La petite entreprise, basée à Stuttgart, vend des tampons fabriqués exclusivement à partir de coton bio. Pour quelques euros par mois, les clientes peuvent s’abonner et recevoir leur colis mensuel de protections sans pesticides – emballées dans des boîtes « bariolées et valorisantes, souligne Ann-Sophie Claus, qui ne sont pas destinées à être planquées au fond d’un placard mais placées en évidence dans la salle de bain afin que ces messieurs se fassent une idée du vécu biologique de leur compagne ».

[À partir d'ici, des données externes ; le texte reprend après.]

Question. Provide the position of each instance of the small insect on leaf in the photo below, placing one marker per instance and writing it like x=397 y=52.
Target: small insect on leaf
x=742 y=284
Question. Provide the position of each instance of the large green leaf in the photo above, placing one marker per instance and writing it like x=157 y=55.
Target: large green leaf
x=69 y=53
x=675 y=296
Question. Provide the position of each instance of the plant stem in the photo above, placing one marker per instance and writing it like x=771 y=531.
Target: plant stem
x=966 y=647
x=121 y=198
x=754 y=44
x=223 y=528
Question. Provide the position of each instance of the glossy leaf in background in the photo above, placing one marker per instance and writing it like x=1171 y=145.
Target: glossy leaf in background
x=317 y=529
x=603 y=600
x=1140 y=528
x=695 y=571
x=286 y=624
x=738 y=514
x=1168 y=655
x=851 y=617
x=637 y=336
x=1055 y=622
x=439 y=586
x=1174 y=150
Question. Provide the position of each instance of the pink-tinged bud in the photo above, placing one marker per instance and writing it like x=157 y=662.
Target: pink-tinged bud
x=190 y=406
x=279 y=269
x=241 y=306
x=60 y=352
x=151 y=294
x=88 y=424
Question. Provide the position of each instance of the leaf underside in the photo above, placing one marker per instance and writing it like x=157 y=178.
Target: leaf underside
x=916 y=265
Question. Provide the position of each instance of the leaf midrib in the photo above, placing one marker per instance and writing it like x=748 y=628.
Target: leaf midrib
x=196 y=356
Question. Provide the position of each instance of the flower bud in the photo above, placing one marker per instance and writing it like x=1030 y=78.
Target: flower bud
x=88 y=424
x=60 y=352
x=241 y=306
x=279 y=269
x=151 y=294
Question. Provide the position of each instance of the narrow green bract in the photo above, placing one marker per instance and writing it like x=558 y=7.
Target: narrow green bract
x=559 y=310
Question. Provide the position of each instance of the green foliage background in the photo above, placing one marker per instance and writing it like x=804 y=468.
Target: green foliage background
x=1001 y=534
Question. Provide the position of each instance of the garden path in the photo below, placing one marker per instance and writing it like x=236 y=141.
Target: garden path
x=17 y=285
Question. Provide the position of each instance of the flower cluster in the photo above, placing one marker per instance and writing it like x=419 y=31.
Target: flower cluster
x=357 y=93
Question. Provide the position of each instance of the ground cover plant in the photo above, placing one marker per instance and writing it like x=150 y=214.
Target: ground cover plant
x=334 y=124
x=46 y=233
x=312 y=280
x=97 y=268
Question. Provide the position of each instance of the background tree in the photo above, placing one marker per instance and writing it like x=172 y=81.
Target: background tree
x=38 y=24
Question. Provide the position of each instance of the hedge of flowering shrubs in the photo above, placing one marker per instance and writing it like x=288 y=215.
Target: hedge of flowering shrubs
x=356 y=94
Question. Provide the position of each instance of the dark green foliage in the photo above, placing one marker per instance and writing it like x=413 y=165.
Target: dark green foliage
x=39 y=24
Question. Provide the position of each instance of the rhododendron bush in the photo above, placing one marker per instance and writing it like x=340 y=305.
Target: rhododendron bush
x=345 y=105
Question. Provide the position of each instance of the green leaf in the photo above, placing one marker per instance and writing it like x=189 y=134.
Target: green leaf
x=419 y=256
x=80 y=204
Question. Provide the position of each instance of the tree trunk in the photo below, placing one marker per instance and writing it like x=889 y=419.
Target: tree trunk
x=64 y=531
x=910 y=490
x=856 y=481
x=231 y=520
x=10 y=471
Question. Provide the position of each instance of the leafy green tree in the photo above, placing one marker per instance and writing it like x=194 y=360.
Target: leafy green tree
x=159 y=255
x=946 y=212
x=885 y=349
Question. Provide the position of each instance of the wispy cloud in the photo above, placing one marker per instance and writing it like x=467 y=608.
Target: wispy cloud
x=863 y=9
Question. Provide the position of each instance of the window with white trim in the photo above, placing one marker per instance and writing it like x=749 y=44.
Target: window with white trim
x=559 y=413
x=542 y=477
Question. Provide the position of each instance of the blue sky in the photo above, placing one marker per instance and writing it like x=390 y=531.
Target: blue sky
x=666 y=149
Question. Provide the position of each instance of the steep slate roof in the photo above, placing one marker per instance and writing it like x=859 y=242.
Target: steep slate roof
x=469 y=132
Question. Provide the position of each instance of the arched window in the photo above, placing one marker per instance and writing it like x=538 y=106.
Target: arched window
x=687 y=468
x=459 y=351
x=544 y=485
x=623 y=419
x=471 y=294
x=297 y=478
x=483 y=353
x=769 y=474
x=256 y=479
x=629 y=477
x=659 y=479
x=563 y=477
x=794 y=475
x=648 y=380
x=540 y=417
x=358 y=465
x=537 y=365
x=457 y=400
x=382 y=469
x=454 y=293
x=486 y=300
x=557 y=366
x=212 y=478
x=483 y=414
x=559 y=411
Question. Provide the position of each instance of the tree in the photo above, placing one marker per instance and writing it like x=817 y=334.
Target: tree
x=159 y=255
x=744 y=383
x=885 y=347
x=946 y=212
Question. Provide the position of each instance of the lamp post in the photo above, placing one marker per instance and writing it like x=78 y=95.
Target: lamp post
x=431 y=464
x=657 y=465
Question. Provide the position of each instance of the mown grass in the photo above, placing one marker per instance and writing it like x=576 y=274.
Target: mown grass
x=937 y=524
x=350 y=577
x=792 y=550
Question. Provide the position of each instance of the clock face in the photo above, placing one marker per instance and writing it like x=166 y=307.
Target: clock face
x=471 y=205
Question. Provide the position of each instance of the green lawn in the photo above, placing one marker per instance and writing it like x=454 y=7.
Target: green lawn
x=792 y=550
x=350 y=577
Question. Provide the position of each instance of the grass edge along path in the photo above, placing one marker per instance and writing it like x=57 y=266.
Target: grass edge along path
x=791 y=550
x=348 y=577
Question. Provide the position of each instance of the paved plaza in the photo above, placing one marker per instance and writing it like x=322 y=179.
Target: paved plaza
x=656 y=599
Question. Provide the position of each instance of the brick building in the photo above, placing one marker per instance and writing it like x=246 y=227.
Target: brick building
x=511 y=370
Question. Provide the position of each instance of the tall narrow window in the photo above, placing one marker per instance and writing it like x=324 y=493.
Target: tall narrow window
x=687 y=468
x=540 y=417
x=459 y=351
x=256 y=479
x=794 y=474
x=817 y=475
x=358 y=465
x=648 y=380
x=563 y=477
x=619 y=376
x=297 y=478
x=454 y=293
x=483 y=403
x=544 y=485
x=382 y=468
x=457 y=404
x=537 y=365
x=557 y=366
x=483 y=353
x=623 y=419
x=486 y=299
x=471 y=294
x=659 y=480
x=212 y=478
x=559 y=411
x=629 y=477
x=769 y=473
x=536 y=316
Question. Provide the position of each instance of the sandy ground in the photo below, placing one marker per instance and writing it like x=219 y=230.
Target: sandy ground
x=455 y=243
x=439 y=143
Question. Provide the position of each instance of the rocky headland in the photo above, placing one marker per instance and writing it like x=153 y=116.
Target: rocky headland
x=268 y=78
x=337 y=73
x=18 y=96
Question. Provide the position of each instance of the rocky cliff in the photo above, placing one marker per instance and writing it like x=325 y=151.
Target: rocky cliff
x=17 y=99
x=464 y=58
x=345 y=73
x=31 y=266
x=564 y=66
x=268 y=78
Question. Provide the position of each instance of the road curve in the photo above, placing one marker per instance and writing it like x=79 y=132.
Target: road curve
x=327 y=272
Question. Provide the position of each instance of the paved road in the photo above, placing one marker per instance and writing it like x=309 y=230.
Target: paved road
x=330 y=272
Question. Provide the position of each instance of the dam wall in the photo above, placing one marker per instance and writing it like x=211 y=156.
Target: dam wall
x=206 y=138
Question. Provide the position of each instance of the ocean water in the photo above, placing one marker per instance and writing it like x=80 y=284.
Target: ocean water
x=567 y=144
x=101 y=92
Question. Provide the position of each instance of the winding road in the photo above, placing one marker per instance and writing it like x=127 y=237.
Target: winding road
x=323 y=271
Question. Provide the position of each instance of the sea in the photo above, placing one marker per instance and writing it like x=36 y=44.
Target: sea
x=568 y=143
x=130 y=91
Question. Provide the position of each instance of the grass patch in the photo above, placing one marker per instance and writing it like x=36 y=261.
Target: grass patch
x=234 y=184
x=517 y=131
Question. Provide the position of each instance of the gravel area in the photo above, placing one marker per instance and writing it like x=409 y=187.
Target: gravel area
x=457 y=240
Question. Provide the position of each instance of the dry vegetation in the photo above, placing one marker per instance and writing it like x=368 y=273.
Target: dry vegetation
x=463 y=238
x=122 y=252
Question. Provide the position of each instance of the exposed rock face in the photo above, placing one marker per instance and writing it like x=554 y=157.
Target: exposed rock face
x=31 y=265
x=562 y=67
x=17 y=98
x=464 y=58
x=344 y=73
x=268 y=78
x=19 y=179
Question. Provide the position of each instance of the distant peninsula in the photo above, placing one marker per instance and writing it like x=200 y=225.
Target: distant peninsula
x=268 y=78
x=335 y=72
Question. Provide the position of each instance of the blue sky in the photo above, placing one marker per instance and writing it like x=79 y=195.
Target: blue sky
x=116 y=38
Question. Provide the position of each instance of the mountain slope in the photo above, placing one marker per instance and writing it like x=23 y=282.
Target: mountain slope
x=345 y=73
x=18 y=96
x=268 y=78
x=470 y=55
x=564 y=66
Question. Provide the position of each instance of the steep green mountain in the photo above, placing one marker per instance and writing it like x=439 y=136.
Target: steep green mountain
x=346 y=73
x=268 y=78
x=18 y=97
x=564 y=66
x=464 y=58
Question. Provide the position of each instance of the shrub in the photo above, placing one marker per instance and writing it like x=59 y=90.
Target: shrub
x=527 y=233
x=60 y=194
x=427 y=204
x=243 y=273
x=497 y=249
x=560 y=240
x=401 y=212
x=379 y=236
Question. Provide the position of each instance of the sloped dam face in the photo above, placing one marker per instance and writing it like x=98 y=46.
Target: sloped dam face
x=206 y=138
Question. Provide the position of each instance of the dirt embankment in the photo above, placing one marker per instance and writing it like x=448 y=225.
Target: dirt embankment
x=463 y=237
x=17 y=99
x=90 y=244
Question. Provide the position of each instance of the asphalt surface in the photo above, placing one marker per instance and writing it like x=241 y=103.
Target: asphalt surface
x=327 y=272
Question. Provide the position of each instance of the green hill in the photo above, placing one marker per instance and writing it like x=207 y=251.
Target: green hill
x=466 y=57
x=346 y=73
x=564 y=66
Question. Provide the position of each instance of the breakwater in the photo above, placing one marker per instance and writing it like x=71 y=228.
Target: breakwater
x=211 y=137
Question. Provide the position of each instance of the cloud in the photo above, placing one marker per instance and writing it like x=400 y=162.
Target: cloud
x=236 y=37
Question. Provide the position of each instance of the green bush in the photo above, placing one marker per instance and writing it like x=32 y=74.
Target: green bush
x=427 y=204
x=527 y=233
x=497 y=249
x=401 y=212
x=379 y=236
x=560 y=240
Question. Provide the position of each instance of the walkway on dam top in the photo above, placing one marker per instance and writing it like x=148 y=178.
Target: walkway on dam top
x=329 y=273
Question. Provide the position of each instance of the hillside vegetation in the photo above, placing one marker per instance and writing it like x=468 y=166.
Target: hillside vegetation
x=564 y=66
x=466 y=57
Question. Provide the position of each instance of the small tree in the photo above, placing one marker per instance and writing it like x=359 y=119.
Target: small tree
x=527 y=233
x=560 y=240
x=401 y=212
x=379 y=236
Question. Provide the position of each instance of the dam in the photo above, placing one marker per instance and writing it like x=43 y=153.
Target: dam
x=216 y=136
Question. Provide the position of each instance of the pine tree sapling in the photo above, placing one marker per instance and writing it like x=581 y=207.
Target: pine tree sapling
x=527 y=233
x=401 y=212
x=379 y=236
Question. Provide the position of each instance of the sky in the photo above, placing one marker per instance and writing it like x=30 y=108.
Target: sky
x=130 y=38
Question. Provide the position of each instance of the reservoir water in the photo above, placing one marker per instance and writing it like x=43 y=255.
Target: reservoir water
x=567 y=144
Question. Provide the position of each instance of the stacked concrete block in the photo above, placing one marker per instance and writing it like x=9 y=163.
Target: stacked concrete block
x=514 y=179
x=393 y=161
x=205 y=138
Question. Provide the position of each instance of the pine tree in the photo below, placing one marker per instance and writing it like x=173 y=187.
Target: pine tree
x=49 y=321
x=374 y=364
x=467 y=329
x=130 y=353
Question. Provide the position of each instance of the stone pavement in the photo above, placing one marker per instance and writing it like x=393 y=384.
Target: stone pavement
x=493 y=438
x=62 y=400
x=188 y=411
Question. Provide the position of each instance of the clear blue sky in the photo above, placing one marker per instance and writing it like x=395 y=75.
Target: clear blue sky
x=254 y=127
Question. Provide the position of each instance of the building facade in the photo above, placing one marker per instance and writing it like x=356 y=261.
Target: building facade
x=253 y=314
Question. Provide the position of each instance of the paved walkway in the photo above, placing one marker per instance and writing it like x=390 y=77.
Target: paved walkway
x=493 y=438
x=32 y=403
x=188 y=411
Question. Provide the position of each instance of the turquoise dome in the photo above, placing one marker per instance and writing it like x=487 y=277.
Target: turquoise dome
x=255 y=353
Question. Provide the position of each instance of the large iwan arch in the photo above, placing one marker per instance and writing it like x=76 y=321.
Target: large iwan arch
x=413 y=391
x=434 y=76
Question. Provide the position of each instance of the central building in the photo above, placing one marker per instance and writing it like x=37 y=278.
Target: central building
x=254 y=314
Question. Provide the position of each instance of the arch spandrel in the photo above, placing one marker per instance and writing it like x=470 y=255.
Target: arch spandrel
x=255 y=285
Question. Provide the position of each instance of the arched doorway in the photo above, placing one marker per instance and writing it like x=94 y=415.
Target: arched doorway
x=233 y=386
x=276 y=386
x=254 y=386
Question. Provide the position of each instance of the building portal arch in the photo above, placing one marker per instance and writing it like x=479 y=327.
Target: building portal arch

De leur côté, les médecins estiment qu’aujourd’hui les protections périodiques conventionnelles ne sont pas nécessairement pires que les produits étiquetés bio pour la santé des femmes. Et ils pointent même un potentiel effet pervers à la généralisation des protections périodiques écologiques. Doris Scharrel, gynécologue à Kiel, craint ainsi que le prix des tampons et serviettes hygiéniques finisse par augmenter et pénaliser les plus pauvres. Mais pour elle, ces discussions sur les menstruations dans la sphère publique ont un avantage indéniable : le sujet est moins tabou qu’autrefois.

#RèglesNonDites, le projet

France, Kenya, Inde, Suède, Corée du Sud, Allemagne ou Burkina Faso. Dans une série de reportages, nous avons voulu montrer comment la précarité menstruelle touche les femmes les plus vulnérables dans le monde.

De quoi parle-t-on, combien de femmes sont concernées, quelles politiques publiques sont mises en place alors que ce sujet est depuis peu inscrit à l’agenda politique en France ?

Les règles restent un sujet dont on parle peu dans la sphère publique. Or, mettre des mots sur un tabou permet de réduire les risques, potentiellement dévastateurs, liés à l’ignorance et aux fantasmes.